Now, I believed that every one of the stupid things Leann and Mark had recounted weren't exaggerated at all.
My mother’s denial of their marriage broke something loose inside Kona. Something primal in him was set free, matching my mom’s steely anger, and that clash was a fearsome thing to witness.
They moved at the same time—Mom charging, lashing out just as Kona bent, catching her at the waist. My mother’s fist went right over his head and then Kona pushed her back, against the wall. He’d never hurt her, I knew enough about my father and my parents’ past to know that with certainty. But I wasn’t sure she wouldn’t inflict a little pain. I held my breath as Kona pinned her against the wall, grunting like an animal.
Time crystalized as they did not move, did not twitch, merely stared hard as if trying to bore right into each other's heads. There was a thick pulse of energy just then—and Mom screamed, a deep, throaty, angry cry of anguish, eyes open and neck muscles flexing. The heat, the threat of explosion filled the air in the room and I flinched watching them, stepping closer when Kona punched the wall next to Mom’s head once, crumbling sheetrock dust into her hair.

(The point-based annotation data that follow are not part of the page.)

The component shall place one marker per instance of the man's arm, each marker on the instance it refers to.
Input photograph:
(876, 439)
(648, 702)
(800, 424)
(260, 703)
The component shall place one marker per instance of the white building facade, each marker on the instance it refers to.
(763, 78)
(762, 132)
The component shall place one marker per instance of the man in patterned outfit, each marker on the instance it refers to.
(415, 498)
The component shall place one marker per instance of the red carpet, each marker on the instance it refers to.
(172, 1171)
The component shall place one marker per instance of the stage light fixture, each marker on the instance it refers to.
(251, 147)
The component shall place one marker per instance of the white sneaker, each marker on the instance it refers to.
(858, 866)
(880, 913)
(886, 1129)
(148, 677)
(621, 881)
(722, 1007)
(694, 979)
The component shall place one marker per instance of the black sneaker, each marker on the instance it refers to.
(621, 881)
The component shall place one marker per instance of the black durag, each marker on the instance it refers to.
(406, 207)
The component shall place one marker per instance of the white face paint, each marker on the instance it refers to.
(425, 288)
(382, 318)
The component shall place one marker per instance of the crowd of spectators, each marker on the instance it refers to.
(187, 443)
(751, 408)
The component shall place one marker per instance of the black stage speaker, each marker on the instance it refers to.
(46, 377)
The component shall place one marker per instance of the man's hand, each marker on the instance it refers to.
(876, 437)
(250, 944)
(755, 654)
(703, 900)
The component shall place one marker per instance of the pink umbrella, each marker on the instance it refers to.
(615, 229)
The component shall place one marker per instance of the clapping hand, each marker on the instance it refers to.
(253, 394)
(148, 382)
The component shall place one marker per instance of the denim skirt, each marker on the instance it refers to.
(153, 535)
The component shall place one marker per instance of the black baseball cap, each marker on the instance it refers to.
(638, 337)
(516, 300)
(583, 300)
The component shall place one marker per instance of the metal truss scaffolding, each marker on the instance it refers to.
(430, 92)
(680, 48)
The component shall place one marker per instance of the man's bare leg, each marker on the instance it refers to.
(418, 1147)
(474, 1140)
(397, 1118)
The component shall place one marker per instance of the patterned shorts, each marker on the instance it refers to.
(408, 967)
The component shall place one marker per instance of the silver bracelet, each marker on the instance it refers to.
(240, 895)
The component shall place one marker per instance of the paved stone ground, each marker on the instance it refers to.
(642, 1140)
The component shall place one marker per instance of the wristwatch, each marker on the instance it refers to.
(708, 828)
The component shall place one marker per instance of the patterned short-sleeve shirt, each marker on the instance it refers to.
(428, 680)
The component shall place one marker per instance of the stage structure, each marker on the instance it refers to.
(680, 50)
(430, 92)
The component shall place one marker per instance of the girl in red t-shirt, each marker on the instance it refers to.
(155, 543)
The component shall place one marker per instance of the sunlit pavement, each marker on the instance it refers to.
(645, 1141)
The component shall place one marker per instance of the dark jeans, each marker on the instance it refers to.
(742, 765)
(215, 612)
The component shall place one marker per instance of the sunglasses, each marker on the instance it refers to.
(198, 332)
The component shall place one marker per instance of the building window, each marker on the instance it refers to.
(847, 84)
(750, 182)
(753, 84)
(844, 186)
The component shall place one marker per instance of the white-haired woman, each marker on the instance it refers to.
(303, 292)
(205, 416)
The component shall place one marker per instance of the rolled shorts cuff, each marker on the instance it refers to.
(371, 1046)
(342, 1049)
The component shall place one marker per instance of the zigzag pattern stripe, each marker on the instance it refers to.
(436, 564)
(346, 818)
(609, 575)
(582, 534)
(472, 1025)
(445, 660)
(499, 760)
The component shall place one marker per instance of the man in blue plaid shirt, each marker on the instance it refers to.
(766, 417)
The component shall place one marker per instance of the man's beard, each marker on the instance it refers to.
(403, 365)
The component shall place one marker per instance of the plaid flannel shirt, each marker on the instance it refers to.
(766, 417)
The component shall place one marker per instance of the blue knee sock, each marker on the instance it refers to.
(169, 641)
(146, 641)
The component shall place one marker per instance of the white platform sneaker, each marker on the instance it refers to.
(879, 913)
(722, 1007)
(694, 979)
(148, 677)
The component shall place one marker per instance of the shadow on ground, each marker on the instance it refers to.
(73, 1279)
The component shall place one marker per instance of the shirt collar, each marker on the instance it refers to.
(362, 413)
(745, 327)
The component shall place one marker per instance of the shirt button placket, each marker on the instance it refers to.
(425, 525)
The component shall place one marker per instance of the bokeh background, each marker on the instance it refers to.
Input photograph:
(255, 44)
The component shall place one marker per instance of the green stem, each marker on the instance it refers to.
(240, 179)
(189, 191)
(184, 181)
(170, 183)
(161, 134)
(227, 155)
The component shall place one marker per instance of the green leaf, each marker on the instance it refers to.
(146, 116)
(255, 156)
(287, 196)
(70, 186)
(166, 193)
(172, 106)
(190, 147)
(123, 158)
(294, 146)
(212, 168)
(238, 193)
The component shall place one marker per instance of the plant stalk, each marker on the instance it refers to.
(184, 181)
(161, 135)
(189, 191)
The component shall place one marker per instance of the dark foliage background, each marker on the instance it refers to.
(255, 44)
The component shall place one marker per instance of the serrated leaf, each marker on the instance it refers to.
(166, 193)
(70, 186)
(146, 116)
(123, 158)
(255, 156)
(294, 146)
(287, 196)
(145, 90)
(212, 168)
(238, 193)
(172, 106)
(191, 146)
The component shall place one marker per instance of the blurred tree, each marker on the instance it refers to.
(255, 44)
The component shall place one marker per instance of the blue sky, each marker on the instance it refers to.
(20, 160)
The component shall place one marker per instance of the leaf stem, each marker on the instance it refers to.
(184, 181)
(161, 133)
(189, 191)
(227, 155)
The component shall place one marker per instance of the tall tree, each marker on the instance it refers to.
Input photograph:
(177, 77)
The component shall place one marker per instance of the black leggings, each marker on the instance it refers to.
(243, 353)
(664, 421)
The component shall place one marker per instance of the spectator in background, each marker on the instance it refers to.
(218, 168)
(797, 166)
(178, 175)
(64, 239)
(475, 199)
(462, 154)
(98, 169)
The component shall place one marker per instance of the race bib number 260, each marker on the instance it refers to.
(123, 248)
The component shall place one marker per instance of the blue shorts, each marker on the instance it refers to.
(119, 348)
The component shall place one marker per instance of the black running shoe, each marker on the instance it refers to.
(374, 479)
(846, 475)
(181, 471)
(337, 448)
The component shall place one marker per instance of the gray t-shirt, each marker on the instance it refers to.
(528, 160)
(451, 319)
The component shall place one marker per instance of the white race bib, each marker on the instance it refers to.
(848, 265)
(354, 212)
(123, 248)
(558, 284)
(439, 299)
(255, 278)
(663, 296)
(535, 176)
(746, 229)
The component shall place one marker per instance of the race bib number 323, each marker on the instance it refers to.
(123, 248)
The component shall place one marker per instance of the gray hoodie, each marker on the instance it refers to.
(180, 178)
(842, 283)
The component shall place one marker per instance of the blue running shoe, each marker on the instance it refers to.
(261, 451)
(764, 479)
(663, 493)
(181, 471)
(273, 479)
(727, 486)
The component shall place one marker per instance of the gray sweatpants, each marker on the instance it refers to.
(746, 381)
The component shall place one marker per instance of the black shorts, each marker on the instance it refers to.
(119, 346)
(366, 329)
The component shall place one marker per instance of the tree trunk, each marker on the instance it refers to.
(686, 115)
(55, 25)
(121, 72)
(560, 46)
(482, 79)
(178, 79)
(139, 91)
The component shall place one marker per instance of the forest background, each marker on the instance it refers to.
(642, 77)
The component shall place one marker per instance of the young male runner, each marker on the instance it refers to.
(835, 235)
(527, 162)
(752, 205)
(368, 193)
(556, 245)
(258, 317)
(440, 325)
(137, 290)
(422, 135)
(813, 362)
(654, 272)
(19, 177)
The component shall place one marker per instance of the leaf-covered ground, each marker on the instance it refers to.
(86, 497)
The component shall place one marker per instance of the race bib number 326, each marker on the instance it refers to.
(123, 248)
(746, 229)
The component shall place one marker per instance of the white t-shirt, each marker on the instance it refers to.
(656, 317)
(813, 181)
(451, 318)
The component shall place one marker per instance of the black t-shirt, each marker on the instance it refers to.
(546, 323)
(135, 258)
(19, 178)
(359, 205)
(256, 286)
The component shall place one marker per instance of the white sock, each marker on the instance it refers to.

The expressions they wore was a dichotomy, all heat, anger, rage, desire and I wasn’t sure if I should push them apart or leave the room so they could turn that rage into passion.
The spell broke with my mother’s head shake and the tightening of her mouth, setting up for the killing blow. Kona moved his head in what could have been an invitation, what he likely thought would be an enticement, his mouth coming within inches of my mother’s, his breath heating against her skin, the liquid heat of anger and desire and surrender all pulsing through the air they shared. But Mom was having none of it. She wouldn’t let the weakness he brought out in her show.
“Get out of my house, you fucking coward.”
He wasn’t going to move. He was going to take, even grabbed her face in one hand to do it, and I tensed, ready to knock him away if I had to, even if he was bigger and stronger than me, but she pulled away, jerking her face away from his touch and closing her eyes like she couldn’t stand the sight of him. It was as though her closed eyes and turned face flipped a switch in my father. He let go of her as if a man emerging from a bad dream, and took a defeated step back. She kept her face averted and her eyes closed, her arms crossed defensively across her chest.
“Baby…” His voice broke, cracking with the fear, the heartache he clearly felt.
“Go.” She trembled, as though all her rage had deflated her completely and I finally felt like I could move between them, blocking her from his touch. “Just go,” she whispered.
“Dad…” I said, glancing toward the door as my mother fell against my chest.
“Keiki kane…I didn’t do this.” His voice sounded wounded but full of conviction as he glanced at the back of my mother’s head, his shoulders falling as he accepted that staying there would be doing her no favors. Finally, after a long exhale, my father swallowed, holding his hands on the back of his head before he let them drop, even though they remained balled at his sides. It was a struggle, I could see that, to fight the urge to take hold of my mother. But finally he took one step back, then another, until he was at the doorway, leaving one last directive with me in a voice that was little more than a whisper. “You take care of my…take care of her, keiki kane. Please.”
I didn’t see if he looked back when he left. I was too intent at holding my mother, to protect her as her anger finally ebbed, and her sobs took over, while her wash of tears wetted my shirt.
“Mom…” I tried but there didn’t seem to be anything left to say. Then her knees started to give out, and I held on to her, giving her what strength I could as she slumped in my arms. My mother’s desperate, defeated words ripped through my body like lashes from a whip.
“I can’t breathe,” she said, sobbing, breath clear despite her protests. She clutched my shirt between her fingers. “I…I can’t breathe.”
And for what seemed like forever, neither could I.
We stood there for what seemed an eternity, my mother clinging to me as I held her, my strength keeping her from fainting away, never letting on that I felt weak and breathless, too. My mother needed me, needed me to be the strong one for once, and we stood there as her tears flowed, as she gasped for breath, and me desperately trying to be a rock holding her safe at the eye of the storm.
The heart breaks with a word.
Syntax that maims.
Syllables that feed you a meal
You do not want.
And there it is
The raw flesh
Untended,
Uncooked,
And you gorge on it,
Stomach every bite,
Because you believe it will fill you.